By Neal Rau, Stock Traders Daily.
OpenTable (OPEN), the world's leading provider of online restaurant reservations, has seated more than 12 million diners per month via online bookings across approximately 28,000 restaurants. The company has also generated more than 20 million reviews from diners, establishing itself as one of the largest sources for restaurant reviews.
The stock is up 70% in the last year, however it has recently pulled back off the recent 52-week highs. Is this pullback a buying opportunity?
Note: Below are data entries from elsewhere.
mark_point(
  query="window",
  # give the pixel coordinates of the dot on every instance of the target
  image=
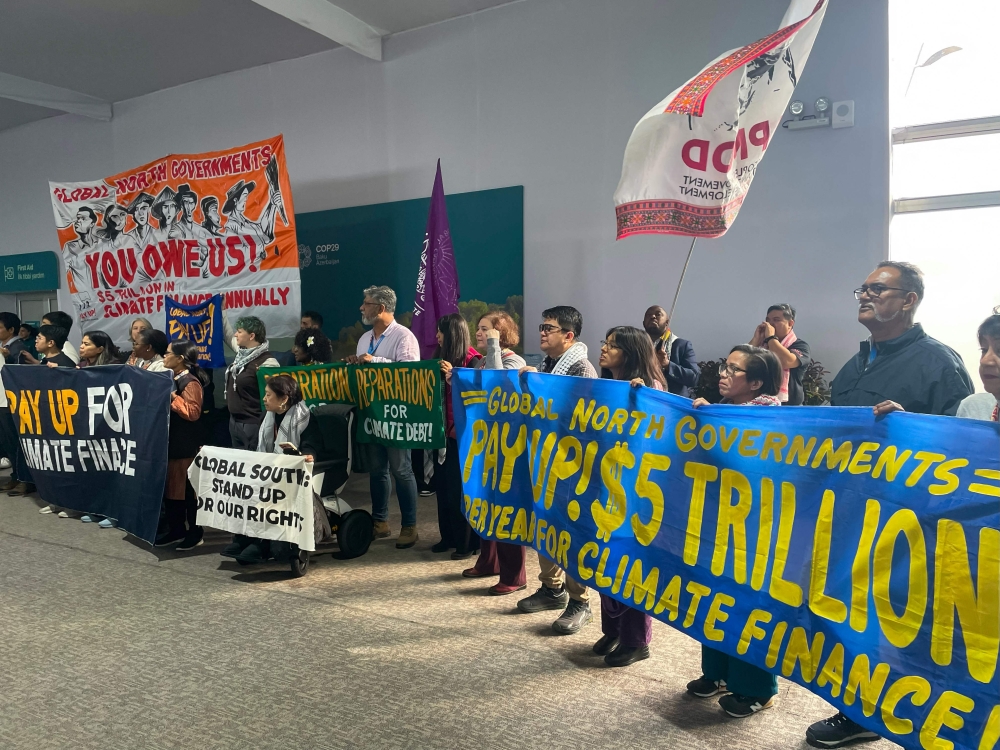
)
(944, 110)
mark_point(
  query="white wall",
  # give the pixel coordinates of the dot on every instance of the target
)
(542, 93)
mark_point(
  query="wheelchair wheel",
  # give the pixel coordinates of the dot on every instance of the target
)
(354, 533)
(300, 564)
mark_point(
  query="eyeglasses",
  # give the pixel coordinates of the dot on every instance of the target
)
(876, 290)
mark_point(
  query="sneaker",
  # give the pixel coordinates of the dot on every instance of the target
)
(407, 537)
(837, 731)
(502, 589)
(194, 538)
(606, 645)
(577, 615)
(623, 656)
(741, 706)
(169, 537)
(706, 688)
(544, 599)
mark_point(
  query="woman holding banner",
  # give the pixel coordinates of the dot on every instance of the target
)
(186, 438)
(627, 354)
(750, 376)
(454, 350)
(496, 334)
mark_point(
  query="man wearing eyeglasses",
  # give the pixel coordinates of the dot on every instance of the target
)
(899, 368)
(777, 335)
(564, 355)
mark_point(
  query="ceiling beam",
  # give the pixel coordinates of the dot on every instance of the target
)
(43, 95)
(332, 22)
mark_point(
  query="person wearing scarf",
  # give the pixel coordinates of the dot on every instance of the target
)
(285, 420)
(750, 376)
(777, 335)
(564, 355)
(248, 341)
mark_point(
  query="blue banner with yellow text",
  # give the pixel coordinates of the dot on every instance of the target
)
(857, 557)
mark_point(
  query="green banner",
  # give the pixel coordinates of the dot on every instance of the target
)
(399, 403)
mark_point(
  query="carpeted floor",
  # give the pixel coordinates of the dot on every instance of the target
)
(106, 643)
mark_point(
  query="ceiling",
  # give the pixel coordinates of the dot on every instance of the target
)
(119, 49)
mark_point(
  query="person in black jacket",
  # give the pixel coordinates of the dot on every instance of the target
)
(674, 355)
(899, 368)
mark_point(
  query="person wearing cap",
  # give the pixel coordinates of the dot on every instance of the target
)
(238, 223)
(141, 234)
(165, 212)
(777, 335)
(184, 228)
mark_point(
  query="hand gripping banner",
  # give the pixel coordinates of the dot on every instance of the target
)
(187, 226)
(690, 160)
(858, 557)
(95, 440)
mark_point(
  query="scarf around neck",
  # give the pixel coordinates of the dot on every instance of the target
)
(569, 358)
(243, 358)
(289, 431)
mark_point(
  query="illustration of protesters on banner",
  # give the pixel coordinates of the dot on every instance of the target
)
(164, 210)
(237, 222)
(185, 228)
(74, 254)
(210, 209)
(141, 234)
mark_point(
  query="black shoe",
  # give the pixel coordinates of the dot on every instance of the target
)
(837, 731)
(625, 655)
(706, 688)
(577, 615)
(169, 537)
(543, 599)
(606, 645)
(251, 554)
(741, 706)
(238, 544)
(194, 538)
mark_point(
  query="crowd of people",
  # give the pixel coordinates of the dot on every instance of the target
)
(898, 368)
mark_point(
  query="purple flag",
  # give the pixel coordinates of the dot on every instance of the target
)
(437, 281)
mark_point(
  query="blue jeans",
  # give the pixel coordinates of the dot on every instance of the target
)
(382, 461)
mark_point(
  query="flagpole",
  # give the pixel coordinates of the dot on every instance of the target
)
(677, 294)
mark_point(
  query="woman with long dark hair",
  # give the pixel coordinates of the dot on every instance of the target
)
(495, 335)
(187, 435)
(97, 348)
(311, 346)
(626, 354)
(750, 376)
(454, 350)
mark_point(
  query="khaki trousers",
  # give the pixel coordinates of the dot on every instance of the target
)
(552, 576)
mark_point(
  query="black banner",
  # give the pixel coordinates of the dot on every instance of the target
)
(95, 439)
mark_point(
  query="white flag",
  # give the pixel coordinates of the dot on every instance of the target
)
(690, 161)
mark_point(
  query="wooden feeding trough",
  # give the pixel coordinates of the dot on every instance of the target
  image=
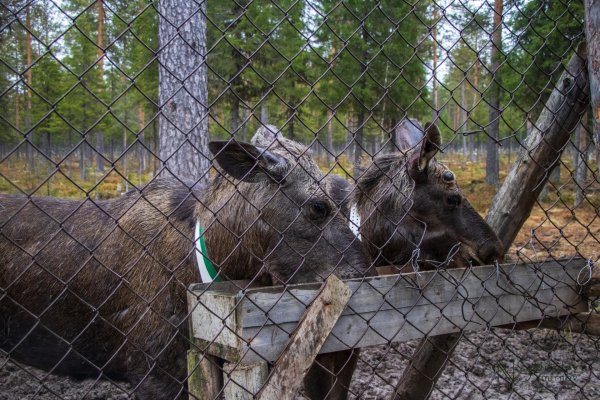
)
(245, 330)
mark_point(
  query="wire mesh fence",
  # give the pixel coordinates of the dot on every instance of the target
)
(164, 164)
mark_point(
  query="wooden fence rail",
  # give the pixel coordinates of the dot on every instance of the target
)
(253, 326)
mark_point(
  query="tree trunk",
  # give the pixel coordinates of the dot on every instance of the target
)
(435, 111)
(492, 167)
(99, 135)
(82, 169)
(124, 158)
(580, 161)
(264, 112)
(235, 115)
(463, 116)
(244, 124)
(291, 114)
(511, 207)
(330, 158)
(183, 92)
(358, 142)
(592, 31)
(472, 152)
(141, 139)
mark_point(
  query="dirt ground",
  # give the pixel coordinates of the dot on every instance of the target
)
(496, 364)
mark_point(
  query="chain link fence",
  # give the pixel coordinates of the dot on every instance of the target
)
(164, 164)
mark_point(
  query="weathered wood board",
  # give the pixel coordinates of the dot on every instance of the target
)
(256, 324)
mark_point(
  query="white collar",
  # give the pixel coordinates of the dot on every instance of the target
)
(354, 222)
(207, 271)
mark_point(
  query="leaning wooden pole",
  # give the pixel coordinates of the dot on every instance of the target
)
(592, 33)
(511, 206)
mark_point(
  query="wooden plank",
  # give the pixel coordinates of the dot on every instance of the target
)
(369, 329)
(243, 381)
(515, 199)
(398, 307)
(302, 349)
(204, 382)
(268, 306)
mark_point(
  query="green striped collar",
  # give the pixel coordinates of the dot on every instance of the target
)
(208, 273)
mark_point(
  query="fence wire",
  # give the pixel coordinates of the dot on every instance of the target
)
(157, 158)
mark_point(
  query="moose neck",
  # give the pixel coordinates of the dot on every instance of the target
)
(234, 234)
(383, 200)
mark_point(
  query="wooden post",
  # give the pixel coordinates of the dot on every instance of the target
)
(243, 381)
(291, 368)
(592, 32)
(205, 377)
(511, 206)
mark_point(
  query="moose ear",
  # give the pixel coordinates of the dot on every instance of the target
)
(266, 136)
(429, 146)
(248, 163)
(409, 133)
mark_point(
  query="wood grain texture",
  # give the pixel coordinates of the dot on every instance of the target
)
(291, 367)
(392, 308)
(513, 203)
(592, 32)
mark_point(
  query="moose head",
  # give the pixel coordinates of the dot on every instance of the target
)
(412, 209)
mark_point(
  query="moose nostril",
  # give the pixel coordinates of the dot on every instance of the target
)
(490, 251)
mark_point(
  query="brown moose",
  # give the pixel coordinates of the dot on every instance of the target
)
(411, 211)
(98, 289)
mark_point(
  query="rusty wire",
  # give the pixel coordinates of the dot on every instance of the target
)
(339, 78)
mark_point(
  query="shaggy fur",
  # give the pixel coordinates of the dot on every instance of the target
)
(96, 289)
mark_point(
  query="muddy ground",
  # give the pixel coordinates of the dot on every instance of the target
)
(498, 364)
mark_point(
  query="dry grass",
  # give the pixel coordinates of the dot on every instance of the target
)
(554, 229)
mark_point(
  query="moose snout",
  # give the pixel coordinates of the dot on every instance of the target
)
(490, 251)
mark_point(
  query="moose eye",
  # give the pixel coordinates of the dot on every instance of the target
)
(454, 200)
(448, 176)
(318, 210)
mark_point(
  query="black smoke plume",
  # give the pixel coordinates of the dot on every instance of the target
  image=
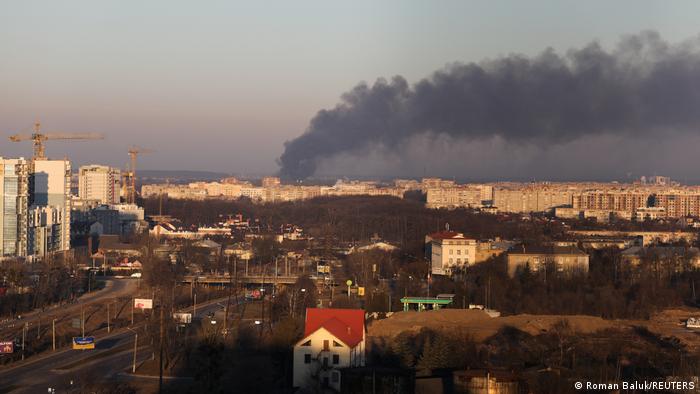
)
(643, 86)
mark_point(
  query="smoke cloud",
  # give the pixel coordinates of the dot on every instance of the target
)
(644, 86)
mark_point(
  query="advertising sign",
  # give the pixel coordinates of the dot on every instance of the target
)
(182, 318)
(7, 347)
(143, 303)
(81, 343)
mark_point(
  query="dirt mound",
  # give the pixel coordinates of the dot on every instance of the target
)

Headquartered in San Francisco, Calif., OpenTable’s service is available throughout the U.S., as well as in Canada, Germany, Japan, Mexico and the UK. The company has a unique business model, as its revenues come mainly from online reservations and subscriptions. Restaurants that use its Electronic Reservation Book pay a one-time installation fee for installation and training, as well as a monthly subscription charge of $249 per month.
OpenTable reported in August that its second-quarter profit increased 46%, beating market expectations. However, the company gave weaker guidance for Q3 and cut its forecast for the rest of the year. While 2Q US revenues were in line, international revenues were weaker than expected on changes to promotional pricing. The stock fell sharply when the company announced the weaker guidance in early August, but managed to rally to yearly highs less than a month later. Currently, the stock is trading about 8% off those highs.
Last month, Facebook Inc (FB) announced that it entered into a partnership with OpenTable, which allow users to book restaurant reservations from the Facebook mobile app. Facebook’s gigantic user base could boost OpenTable users quickly and help the company deal with the growing competition from the likes of Groupon (GRPN) and Yelp (YELP) in the online restaurant reservation industry.
Perhaps the most important aspect of the FB partnership is the potential from mobile. Matt Roberts, president and CEO of OpenTable, said during the most recent conference call that 38% of the company’s seated diners now originate from smartphones and tablets, and mobile remains a strategic focus for the company, which is continuing to invest in mobile product optimization and adoption.
OpenTable benefited from a partnership with Yelp, which was established back in 2010. The partnership allows Yelp visitors make a restaurant reservation directly from the business page of customers. It appeals to restaurant owners because they can drive people to their business page and let them reserve a table without leaving the site.
Although Yelp bought SeatMe, another restaurant-reservation startup, the company said it would not affect its relationship with OpenTable. Yelp needed to open up the reservation space for smaller restaurants and nightlife establishments that couldn't afford a high-end solution like OpenTable.
OpenTable still stands to benefit from its more than 600 partnerships with companies like TripAdvisor, Google and Yahoo. The company also has room to expand internationally, as it needs to compete with the UK Company Livebookings, and Barcelona based Restalo, which is the leader in online restaurant reservations in Italy and Spain, where OpenTable is yet to operate.
As long as OpenTable continues to invest in mobile product optimization and keeps adding partners both in the U.S. and abroad, the stock has upside, but expectations for international revenue may have been too high, and the recent adjustments could be baked into the stock now.